Rares étaient ceux qui s'attendaient à ce spectacle macabre de la guerre dans les Enfers.
Elle cheminait derrière un homme aux allures de légionnaire, qui s'adressait bruyamment à son compagnon "c'est pas possible, on quitte une bataille en espérant que notre mort nous apportera au moins du repos et l'on se retrouve en plein champ de guerre à nouveau !"

Elle ne pouvait pas lui donner tort. Par contre, il semblait intéressant de découvrir dans quelles circonstances ce jeune homme avait péri.

"Excusez moi, je me demandais... quelle bataille vous fût fatale?
-Ne vous en faites pas mademoiselle, j'aime raconter cette histoire à qui veut bien l'écouter alors je me ferais un plaisir de vous la narrer. Vous voulez la version longue?

Julia fit mine d'y réfléchir un instant, avant d'opiner du chef gravement.

- De toute façon, je crois que nous avons du temps devant nous !
Cette boutade eut le mérite de provoquer son hilarité et celle de son compagnon mais ils se recomposèrent vite un visage de circonstance.
Le premier jeune légionnaire reprit la parole.

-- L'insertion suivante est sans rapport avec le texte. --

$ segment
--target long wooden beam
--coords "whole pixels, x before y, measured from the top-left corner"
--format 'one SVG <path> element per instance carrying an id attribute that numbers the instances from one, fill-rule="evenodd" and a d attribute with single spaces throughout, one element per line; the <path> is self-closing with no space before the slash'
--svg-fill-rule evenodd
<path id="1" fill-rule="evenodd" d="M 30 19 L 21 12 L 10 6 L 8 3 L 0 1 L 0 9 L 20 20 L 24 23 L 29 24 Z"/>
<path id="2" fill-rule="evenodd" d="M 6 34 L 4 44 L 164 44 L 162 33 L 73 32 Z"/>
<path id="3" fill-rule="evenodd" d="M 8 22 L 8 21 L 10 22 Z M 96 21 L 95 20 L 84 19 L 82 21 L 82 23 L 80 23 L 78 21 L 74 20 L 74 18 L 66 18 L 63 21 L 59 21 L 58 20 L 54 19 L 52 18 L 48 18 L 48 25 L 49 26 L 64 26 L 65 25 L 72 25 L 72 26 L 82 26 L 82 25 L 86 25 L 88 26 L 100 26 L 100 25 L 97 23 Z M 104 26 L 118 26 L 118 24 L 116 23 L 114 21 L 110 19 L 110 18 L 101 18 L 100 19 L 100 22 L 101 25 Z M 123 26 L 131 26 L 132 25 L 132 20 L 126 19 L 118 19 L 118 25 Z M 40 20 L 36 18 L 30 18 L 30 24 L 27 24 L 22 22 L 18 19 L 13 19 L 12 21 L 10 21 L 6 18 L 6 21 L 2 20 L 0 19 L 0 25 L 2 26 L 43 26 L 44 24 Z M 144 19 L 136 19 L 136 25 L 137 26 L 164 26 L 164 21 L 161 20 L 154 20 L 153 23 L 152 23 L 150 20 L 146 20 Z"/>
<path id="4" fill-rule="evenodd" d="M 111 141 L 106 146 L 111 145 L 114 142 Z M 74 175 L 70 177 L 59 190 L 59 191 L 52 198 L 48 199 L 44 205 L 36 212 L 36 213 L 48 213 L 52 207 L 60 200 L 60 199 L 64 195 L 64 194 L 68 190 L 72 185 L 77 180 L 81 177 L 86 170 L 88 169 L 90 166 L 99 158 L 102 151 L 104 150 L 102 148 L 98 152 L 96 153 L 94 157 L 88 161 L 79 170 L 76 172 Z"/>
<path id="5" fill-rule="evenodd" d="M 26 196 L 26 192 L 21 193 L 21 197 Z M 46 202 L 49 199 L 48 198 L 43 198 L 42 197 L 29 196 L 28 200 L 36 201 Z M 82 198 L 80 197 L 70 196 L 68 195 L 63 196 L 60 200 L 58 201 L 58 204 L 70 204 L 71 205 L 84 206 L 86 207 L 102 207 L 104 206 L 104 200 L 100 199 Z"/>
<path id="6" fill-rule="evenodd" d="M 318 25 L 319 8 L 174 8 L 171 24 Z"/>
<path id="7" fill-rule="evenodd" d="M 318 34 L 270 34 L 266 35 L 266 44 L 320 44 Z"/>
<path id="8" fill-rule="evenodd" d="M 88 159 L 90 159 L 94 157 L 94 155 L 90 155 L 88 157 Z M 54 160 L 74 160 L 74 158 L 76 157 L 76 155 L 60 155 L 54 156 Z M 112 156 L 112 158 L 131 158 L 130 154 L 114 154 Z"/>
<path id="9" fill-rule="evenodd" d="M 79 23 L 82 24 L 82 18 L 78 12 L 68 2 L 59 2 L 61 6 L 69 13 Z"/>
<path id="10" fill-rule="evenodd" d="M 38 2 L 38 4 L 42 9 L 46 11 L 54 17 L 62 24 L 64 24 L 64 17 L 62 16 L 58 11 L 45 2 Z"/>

-Pour revenir aux fondements du conflit, cette guerre civile oppose deux hommes en particulier : Marius et Sylla.
Comme toujours lorsque des hommes de cette envergure décident de guerroyer, c'est l'humanité toute entière qui en fait les frais. Ou du moins, toutes leurs armées respectives.
Ces deux hurluberlus ont décidé qu'ils voulaient contrôler la république romaine.
Seulement voilà : ni l'un ni l'autre n'est près à faire un compromis et à envisager une moitié de pouvoir. Ils veulent s'octroyer l'exclusivité. Disons que Marius est pour le peuple, donc un plébéien et Sylla pour l'aristocratie, soit un patricien. Deux visions qui ont toujours été diamétralement opposée mais que tout un chacun rêverait de voir main dans la main...surtout ceux qui ne sont que le prolongement du bras du général et qui périssent pour ces idées, comme nous ! ajouta-t-il en partant d'un rire lourd avec son ami.
-Vous m'avez l'air drôlement bien renseigné...répondit Julia, plutôt admirative et secrètement réjouie de cette source d'informations inespéré qui lui serait sans doute d'une grande aide pour mettre fin aux querelles. C'était un peu présomptueux mais elle espérait au moins les apaiser pour un temps...les différends ne disparaîtraient jamais vraiment, elle en avait conscience.
Les rires du légionnaires, qui avaient commencé à se tarir, repartirent de plus belle.
-Ah ça oui ma petite demoiselle, j'essaie de savoir pourquoi je verse mon sang !
Vous êtes de Rome?
Ah ça, pour être de Rome, elle était de Rome, quoiqu'elle réalisât que la ville ne l'avait pas vue naître et ne la verrait probablement pas mourir non plus. Il y avait si longtemps qu'elle n'y avait pas mis les pieds...et si ces légionnaires avaient en horreur les riches patriciens qui logeaient là-bas? Pourquoi poseraient-ils la question sinon?
Suspicieuse, elle choisit la carte de la prudence.
-Ma foi, j'ai eu l'occasion d'y aller une fois ou deux mais je ne suis pas une grande experte de l'endroit. Pourquoi?
-Eh bien si vous aviez été une des riches qui vivaient là-bas, il vous aurait peut-être été désagréable d'entendre que le dictateur Sylla a été évincé par Marius.
-Comment la chose s'est-elle produite?
Elle tenta d'appliquer un masque de neutralité sur ses traits, de filtrer la surprise sur son visage car chacun savait à quel point Sylla tenait à sa place et faisait preuve de ruse pour la conserver...
Le légionnaire eut l'air ennuyé de devoir tout expliquer mais son naturel bavard et expansif reprit le dessus.
-C'est une affaire assez tordue à vrai dire, très sinueuse même. Sylla et Marius n'ont pas toujours nourris une intense haine l'un envers l'autre : fut une époque où ils pouvaient être considérés comme de bonnes connaissances. Sylla a été élu au consulat tandis que Marius prenait une autre voie : le commandement de la guerre contre le roi Mythridate VI, personnage assez similaire à Hannibal pour son sentiment anti-romains. Marius se chargeait donc de conquérir l'Asie Mineure pour la République Romaine, tout en menant bataille contre Mythridate qui voulait faire de même, pendant que Sylla s'élevait au consulat.
Marius devait revenir un jour à Rome, et malgré les stigmates que le temps avait creusé sur sa peau, il était déterminé à faire valoir sa victoire comme un laisser-passer pour l'accès au pouvoir.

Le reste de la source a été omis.